前進Festival Internacional de Benicàssim
移動能力的欠缺加上溫吞的性格,我沒趕上8:15pm最後一班往Benicassim的火車,只好先坐電車到鄰近的Castellon。本來以為車站裡會擠滿fest. goers,卻出人意料的冷清,左顧右盼終於等到一個背著厚重行李的智利女孩,兩人跳上計程車趕往會場。好友米迷怡也在一週後參加日本的富士音樂祭Fuji Rock,她一向比我生猛有力,靠著搭便車(三台大卡車及4台轎車)從京都到東京那壩山,我在國外聽說這項壯舉時冷汗熱淚齊發。

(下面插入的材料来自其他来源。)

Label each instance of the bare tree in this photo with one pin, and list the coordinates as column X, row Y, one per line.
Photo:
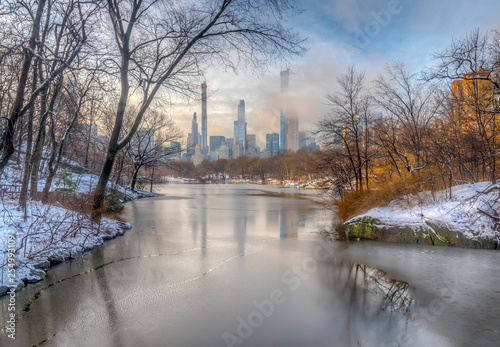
column 473, row 64
column 346, row 129
column 410, row 108
column 148, row 148
column 55, row 53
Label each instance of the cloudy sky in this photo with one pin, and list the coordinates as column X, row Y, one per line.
column 364, row 33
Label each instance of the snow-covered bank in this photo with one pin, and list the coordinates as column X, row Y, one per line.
column 51, row 234
column 470, row 218
column 47, row 237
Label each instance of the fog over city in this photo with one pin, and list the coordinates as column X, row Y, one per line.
column 339, row 34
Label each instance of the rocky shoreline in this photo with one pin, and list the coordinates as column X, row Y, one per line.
column 431, row 233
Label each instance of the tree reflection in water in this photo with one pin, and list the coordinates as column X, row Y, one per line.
column 374, row 310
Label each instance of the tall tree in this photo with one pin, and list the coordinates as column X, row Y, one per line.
column 168, row 44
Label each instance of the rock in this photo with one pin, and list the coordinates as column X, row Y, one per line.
column 42, row 266
column 3, row 290
column 55, row 259
column 430, row 233
column 108, row 237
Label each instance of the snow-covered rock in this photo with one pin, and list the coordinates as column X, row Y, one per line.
column 470, row 218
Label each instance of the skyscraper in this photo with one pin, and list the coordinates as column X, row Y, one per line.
column 289, row 123
column 292, row 135
column 194, row 132
column 203, row 146
column 284, row 79
column 240, row 128
column 251, row 145
column 272, row 144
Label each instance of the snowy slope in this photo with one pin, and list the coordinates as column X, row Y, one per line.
column 49, row 235
column 473, row 210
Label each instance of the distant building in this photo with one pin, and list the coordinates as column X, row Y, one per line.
column 240, row 128
column 193, row 139
column 272, row 144
column 198, row 156
column 251, row 145
column 217, row 142
column 292, row 135
column 221, row 152
column 204, row 143
column 143, row 140
column 289, row 125
column 302, row 139
column 175, row 150
column 89, row 129
column 230, row 147
column 237, row 150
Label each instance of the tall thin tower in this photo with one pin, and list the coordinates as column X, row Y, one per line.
column 204, row 148
column 284, row 77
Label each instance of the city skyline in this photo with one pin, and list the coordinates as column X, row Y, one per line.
column 332, row 28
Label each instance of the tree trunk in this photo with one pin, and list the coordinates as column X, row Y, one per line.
column 23, row 197
column 134, row 177
column 7, row 145
column 100, row 188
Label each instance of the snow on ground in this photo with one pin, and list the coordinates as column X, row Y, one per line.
column 472, row 210
column 49, row 235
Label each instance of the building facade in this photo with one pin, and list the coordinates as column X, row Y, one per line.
column 204, row 143
column 272, row 144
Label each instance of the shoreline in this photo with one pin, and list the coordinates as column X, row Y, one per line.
column 108, row 229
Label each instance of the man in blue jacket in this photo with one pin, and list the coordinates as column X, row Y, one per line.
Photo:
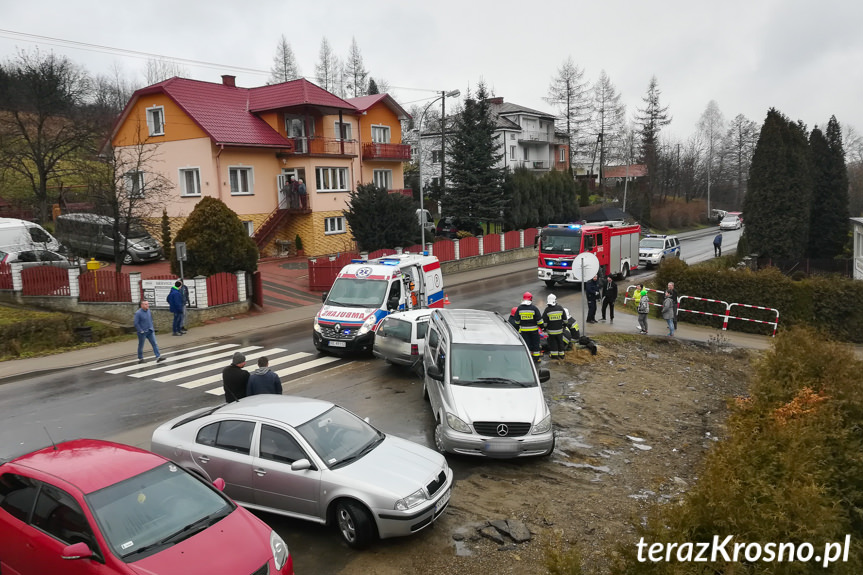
column 176, row 304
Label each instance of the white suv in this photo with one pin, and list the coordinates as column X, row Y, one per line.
column 654, row 248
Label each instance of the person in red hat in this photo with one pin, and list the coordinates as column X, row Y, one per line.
column 528, row 318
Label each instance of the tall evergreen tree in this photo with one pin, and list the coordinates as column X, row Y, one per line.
column 285, row 65
column 355, row 72
column 829, row 218
column 475, row 190
column 777, row 204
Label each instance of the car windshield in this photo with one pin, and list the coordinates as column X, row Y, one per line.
column 158, row 508
column 339, row 437
column 352, row 292
column 652, row 243
column 491, row 365
column 557, row 244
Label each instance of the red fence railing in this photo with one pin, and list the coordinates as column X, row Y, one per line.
column 45, row 280
column 104, row 285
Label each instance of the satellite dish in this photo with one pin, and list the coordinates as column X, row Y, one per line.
column 584, row 267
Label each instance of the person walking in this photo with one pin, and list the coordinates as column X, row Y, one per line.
column 593, row 291
column 529, row 320
column 609, row 296
column 144, row 327
column 674, row 299
column 263, row 379
column 235, row 379
column 554, row 317
column 668, row 312
column 643, row 310
column 175, row 304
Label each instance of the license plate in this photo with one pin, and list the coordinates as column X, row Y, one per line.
column 443, row 501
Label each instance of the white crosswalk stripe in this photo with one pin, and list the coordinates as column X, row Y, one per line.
column 200, row 367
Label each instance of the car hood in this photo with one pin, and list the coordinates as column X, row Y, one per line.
column 396, row 465
column 213, row 550
column 516, row 404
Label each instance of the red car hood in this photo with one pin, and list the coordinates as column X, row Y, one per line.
column 239, row 544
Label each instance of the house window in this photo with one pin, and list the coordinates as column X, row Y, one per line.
column 383, row 179
column 331, row 179
column 334, row 225
column 381, row 134
column 343, row 131
column 190, row 182
column 241, row 181
column 135, row 184
column 156, row 121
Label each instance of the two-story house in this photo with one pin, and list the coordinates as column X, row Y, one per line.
column 527, row 139
column 247, row 147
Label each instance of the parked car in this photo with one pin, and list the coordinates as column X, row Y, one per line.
column 96, row 507
column 730, row 222
column 312, row 460
column 399, row 337
column 483, row 387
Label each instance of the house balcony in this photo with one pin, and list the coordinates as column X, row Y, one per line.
column 394, row 152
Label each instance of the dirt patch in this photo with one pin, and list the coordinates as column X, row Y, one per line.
column 633, row 424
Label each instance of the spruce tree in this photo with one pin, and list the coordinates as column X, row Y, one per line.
column 475, row 191
column 829, row 218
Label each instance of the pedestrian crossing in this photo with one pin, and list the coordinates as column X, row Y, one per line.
column 200, row 367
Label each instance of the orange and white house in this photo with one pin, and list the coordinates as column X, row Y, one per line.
column 247, row 147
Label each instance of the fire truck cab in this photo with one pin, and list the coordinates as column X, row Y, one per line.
column 614, row 244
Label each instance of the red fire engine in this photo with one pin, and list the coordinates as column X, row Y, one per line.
column 614, row 244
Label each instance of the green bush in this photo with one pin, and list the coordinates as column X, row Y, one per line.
column 215, row 242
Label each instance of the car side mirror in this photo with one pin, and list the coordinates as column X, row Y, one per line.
column 434, row 372
column 77, row 551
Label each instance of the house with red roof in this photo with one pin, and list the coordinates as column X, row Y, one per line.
column 251, row 148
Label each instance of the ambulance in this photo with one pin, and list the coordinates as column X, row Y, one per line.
column 366, row 291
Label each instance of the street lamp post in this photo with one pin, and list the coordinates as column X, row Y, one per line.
column 451, row 94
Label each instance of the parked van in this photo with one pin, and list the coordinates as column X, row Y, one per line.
column 483, row 387
column 92, row 235
column 21, row 235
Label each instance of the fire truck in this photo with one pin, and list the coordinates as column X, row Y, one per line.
column 614, row 244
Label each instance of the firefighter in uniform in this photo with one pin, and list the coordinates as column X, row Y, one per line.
column 554, row 318
column 529, row 320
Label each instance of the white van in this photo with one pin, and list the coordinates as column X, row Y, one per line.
column 21, row 235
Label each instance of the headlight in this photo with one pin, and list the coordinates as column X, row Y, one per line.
column 279, row 549
column 543, row 426
column 368, row 325
column 411, row 500
column 457, row 424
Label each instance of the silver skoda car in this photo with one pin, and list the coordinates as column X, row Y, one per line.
column 312, row 460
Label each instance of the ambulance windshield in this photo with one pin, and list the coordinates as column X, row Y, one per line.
column 352, row 292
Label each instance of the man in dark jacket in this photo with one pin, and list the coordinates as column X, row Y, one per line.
column 609, row 296
column 592, row 288
column 235, row 379
column 263, row 379
column 175, row 303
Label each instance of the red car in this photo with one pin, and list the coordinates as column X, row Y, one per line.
column 96, row 507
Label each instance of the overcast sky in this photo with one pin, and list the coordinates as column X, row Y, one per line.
column 803, row 57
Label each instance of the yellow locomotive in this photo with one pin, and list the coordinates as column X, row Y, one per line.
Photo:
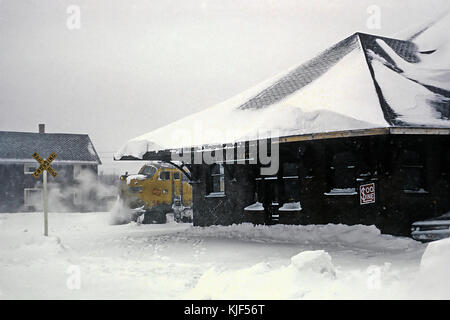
column 157, row 189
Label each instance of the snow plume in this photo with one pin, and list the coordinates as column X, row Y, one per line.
column 120, row 213
column 87, row 194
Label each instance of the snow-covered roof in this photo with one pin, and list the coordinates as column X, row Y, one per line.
column 70, row 148
column 362, row 82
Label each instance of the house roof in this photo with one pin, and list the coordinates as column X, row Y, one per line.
column 362, row 82
column 70, row 148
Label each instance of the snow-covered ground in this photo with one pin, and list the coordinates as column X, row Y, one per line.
column 86, row 258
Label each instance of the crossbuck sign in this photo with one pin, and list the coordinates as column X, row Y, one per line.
column 44, row 167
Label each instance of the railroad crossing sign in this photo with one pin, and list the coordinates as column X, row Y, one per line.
column 44, row 168
column 44, row 165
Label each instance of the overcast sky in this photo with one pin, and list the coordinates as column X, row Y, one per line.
column 136, row 65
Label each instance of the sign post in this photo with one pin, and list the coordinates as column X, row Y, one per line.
column 43, row 168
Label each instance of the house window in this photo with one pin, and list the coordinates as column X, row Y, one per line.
column 342, row 173
column 217, row 180
column 33, row 198
column 413, row 172
column 29, row 168
column 164, row 175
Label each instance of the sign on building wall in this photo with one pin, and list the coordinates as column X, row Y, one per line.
column 367, row 193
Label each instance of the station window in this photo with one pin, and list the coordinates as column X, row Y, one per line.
column 342, row 173
column 217, row 179
column 413, row 172
column 291, row 182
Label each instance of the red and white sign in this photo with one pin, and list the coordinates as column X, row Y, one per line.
column 367, row 193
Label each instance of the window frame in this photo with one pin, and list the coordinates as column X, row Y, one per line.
column 211, row 192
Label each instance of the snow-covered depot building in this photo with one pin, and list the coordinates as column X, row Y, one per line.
column 363, row 136
column 19, row 190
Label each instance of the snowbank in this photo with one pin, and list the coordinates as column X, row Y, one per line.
column 359, row 236
column 433, row 279
column 310, row 275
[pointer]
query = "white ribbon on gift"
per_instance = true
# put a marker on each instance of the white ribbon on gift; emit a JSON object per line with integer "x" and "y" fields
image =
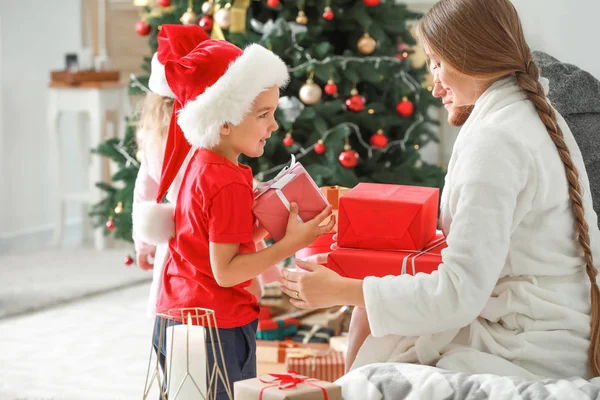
{"x": 278, "y": 183}
{"x": 414, "y": 256}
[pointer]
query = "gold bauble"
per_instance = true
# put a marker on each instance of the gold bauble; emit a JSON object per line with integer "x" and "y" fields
{"x": 223, "y": 18}
{"x": 310, "y": 92}
{"x": 301, "y": 19}
{"x": 208, "y": 8}
{"x": 366, "y": 44}
{"x": 189, "y": 17}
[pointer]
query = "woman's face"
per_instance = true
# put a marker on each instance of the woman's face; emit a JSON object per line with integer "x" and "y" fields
{"x": 465, "y": 89}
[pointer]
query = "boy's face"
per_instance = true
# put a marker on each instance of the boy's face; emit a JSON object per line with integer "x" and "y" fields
{"x": 250, "y": 136}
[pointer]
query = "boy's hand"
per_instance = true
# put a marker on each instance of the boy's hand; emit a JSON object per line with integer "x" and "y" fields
{"x": 303, "y": 234}
{"x": 258, "y": 232}
{"x": 142, "y": 259}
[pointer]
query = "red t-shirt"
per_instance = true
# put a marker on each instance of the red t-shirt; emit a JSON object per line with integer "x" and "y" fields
{"x": 214, "y": 205}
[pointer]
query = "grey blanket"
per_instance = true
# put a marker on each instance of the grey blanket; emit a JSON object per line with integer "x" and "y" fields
{"x": 410, "y": 381}
{"x": 576, "y": 96}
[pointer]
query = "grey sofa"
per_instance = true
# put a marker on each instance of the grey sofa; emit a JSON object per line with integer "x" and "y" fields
{"x": 576, "y": 96}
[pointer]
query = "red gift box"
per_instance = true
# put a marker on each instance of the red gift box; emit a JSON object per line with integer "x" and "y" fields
{"x": 272, "y": 199}
{"x": 387, "y": 217}
{"x": 321, "y": 245}
{"x": 358, "y": 263}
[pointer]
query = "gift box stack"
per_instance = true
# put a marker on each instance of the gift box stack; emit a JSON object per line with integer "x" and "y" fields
{"x": 387, "y": 230}
{"x": 324, "y": 242}
{"x": 306, "y": 331}
{"x": 307, "y": 350}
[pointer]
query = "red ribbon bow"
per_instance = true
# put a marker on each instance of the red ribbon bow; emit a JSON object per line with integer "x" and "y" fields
{"x": 289, "y": 381}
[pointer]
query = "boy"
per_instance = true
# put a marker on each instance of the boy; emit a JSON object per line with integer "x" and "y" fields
{"x": 225, "y": 104}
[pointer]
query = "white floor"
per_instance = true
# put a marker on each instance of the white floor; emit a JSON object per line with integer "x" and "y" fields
{"x": 94, "y": 349}
{"x": 38, "y": 279}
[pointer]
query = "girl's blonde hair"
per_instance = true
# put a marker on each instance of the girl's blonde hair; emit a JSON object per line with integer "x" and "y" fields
{"x": 484, "y": 39}
{"x": 155, "y": 117}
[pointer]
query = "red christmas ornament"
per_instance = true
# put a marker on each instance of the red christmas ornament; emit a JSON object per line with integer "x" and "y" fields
{"x": 142, "y": 28}
{"x": 206, "y": 23}
{"x": 355, "y": 102}
{"x": 405, "y": 108}
{"x": 331, "y": 87}
{"x": 328, "y": 14}
{"x": 288, "y": 140}
{"x": 379, "y": 139}
{"x": 348, "y": 158}
{"x": 320, "y": 147}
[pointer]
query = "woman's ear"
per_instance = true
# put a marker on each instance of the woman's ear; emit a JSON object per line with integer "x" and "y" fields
{"x": 225, "y": 129}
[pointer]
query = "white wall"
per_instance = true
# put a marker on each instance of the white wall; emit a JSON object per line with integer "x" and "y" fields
{"x": 34, "y": 37}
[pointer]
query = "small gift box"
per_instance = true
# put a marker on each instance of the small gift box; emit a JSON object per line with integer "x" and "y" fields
{"x": 326, "y": 366}
{"x": 272, "y": 199}
{"x": 358, "y": 264}
{"x": 313, "y": 334}
{"x": 273, "y": 351}
{"x": 269, "y": 329}
{"x": 387, "y": 217}
{"x": 333, "y": 194}
{"x": 321, "y": 245}
{"x": 286, "y": 387}
{"x": 331, "y": 319}
{"x": 339, "y": 343}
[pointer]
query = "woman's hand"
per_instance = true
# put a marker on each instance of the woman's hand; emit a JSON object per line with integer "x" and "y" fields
{"x": 319, "y": 287}
{"x": 303, "y": 234}
{"x": 334, "y": 246}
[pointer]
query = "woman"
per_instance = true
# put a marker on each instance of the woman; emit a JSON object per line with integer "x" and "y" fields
{"x": 516, "y": 292}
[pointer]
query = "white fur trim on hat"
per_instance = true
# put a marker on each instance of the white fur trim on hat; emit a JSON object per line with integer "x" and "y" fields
{"x": 232, "y": 96}
{"x": 158, "y": 81}
{"x": 154, "y": 223}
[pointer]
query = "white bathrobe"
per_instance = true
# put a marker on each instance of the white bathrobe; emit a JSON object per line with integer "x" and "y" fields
{"x": 511, "y": 296}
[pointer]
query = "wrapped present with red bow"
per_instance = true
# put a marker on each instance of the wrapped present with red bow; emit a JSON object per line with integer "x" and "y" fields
{"x": 290, "y": 386}
{"x": 269, "y": 329}
{"x": 387, "y": 217}
{"x": 272, "y": 199}
{"x": 358, "y": 263}
{"x": 326, "y": 366}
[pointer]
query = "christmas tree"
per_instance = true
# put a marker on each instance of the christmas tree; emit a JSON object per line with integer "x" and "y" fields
{"x": 354, "y": 111}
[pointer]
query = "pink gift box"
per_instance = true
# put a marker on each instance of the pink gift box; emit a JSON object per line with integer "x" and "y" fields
{"x": 272, "y": 199}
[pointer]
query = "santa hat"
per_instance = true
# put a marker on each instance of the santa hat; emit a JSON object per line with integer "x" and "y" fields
{"x": 216, "y": 83}
{"x": 174, "y": 42}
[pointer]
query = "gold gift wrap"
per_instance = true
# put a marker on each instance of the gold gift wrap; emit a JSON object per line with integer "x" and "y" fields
{"x": 285, "y": 387}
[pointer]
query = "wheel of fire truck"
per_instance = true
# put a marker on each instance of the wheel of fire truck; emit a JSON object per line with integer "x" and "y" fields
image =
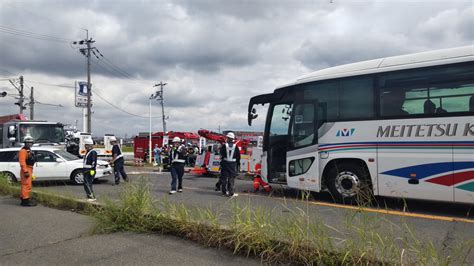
{"x": 349, "y": 182}
{"x": 77, "y": 177}
{"x": 11, "y": 178}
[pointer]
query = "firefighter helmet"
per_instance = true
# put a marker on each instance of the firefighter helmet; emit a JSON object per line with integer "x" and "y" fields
{"x": 28, "y": 139}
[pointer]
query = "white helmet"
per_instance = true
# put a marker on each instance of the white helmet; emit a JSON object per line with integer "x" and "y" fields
{"x": 28, "y": 139}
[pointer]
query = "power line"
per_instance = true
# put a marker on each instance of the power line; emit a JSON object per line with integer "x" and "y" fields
{"x": 32, "y": 35}
{"x": 116, "y": 68}
{"x": 120, "y": 109}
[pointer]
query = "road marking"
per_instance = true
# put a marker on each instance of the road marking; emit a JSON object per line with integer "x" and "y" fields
{"x": 390, "y": 212}
{"x": 142, "y": 173}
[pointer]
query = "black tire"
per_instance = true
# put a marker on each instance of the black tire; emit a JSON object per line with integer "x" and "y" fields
{"x": 349, "y": 182}
{"x": 11, "y": 178}
{"x": 77, "y": 177}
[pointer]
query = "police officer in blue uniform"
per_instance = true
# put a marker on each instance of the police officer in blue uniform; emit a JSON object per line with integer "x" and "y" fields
{"x": 117, "y": 160}
{"x": 89, "y": 165}
{"x": 177, "y": 158}
{"x": 230, "y": 160}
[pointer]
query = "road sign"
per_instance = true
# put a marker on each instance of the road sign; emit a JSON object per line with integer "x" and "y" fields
{"x": 81, "y": 94}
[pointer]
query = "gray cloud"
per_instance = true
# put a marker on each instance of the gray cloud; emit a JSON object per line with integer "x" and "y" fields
{"x": 214, "y": 55}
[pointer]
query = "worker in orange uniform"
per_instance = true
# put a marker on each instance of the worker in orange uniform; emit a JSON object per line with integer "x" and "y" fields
{"x": 27, "y": 159}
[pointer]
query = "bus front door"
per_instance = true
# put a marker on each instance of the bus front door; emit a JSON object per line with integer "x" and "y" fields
{"x": 302, "y": 153}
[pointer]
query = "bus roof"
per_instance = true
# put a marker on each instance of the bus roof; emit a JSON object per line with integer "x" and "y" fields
{"x": 416, "y": 60}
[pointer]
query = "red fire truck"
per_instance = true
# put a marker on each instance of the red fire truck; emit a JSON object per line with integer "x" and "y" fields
{"x": 141, "y": 141}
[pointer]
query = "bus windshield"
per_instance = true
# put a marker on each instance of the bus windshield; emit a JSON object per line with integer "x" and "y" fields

由於一週前FIB的三日聯票就已經賣光了,我決定到現場在買單日票,很不幸地主辦單位只接受現金購票而會場僅有一台提款機,人龍之長光是接近那台提款機就花了我一個多小時,好在及時趕上the stokes的演出。 或許是因為今年沒有Glastonbury festival,大批英國佬轉戰FIB,周圍的大合唱充滿了英國腔以及大麻味。


變態樂團經紀人
搜尋可以跳舞的音樂,有個類似Talking Head風格的電子人還不錯,台前人群稀落正好讓我可以肆無忌憚,天快亮時一個自稱Babyshambles經紀人,名為Brian的人向我攀談,他試著用他的ID帶我進入VIP Zone結果行不通,本來想體驗酒池肉林後台人生的我頓時清醒許多,堅持睡在沙灘想讓他打退堂鼓離去,怎知他自願陪我走到海邊。(題外話,當初一直以為FIB舞台就在沙灘上,其實離海邊還有15分鐘的步行距離,是誰給我這種錯覺的,可惡!!)
沙灘遮蔭處躺滿一具具徹夜狂歡的頹疲軀體,我躺下來後發現自己無法忍受身旁這位帶著酒意的陌生人的過分親近,當他褪去全身衣物睡著時我收拾包袱離開。然後我就後悔了....我怎麼會忘記拍他裸照然後恐嚇威脅他呢?

原來我是物質女孩
在沙灘附近的人行道找到一座長椅然後像流浪漢一樣倒頭就睡了,醒來後在酷暑中橫越連綿的沙灘,很窩囊地到快餐店點了沙拉和薯條,接著發現我的iPod不.見.了,所謂"難以置信",有幾個小時我極力否認iPod的遺失,但是到了晚上我打電話給Daniel時已無法鎮定:how can I continue the festival or the rest of travel without music?! 要不是Daniel也出城了,我肯定連夜奔回瓦倫西亞。

山丘上的搖滾區
我萬念俱灰,再也不想踏進會場,在場外一個山丘繼續未完的音樂夢,遠處的Franz Ferdinand還挺真實的,隔天又在這裡體驗了Placebo、Madness、Depeche Mode、Deus,並且阿Q的想說起碼不用到會場當沙丁魚,而且照樣有人請喝啤酒。

哈囉,亞洲女孩
白色的沙灘、湛藍的海水、風帆、日光浴、上空女郎和擁吻的情侶,一切都非常的歐洲,唯獨我穿著六O年代風格的連身泳衣,學其他人在沙灘上待一整天。(奇怪,明明我就來自日光充足的亞熱帶,幹麻也跟人家一起煎魚)。
回程想坐霸王車,結果在月台上看到巡守的鐵路警察,改搭接駁巴士,有人要求合影留念,我是稀有的亞洲黃種女性。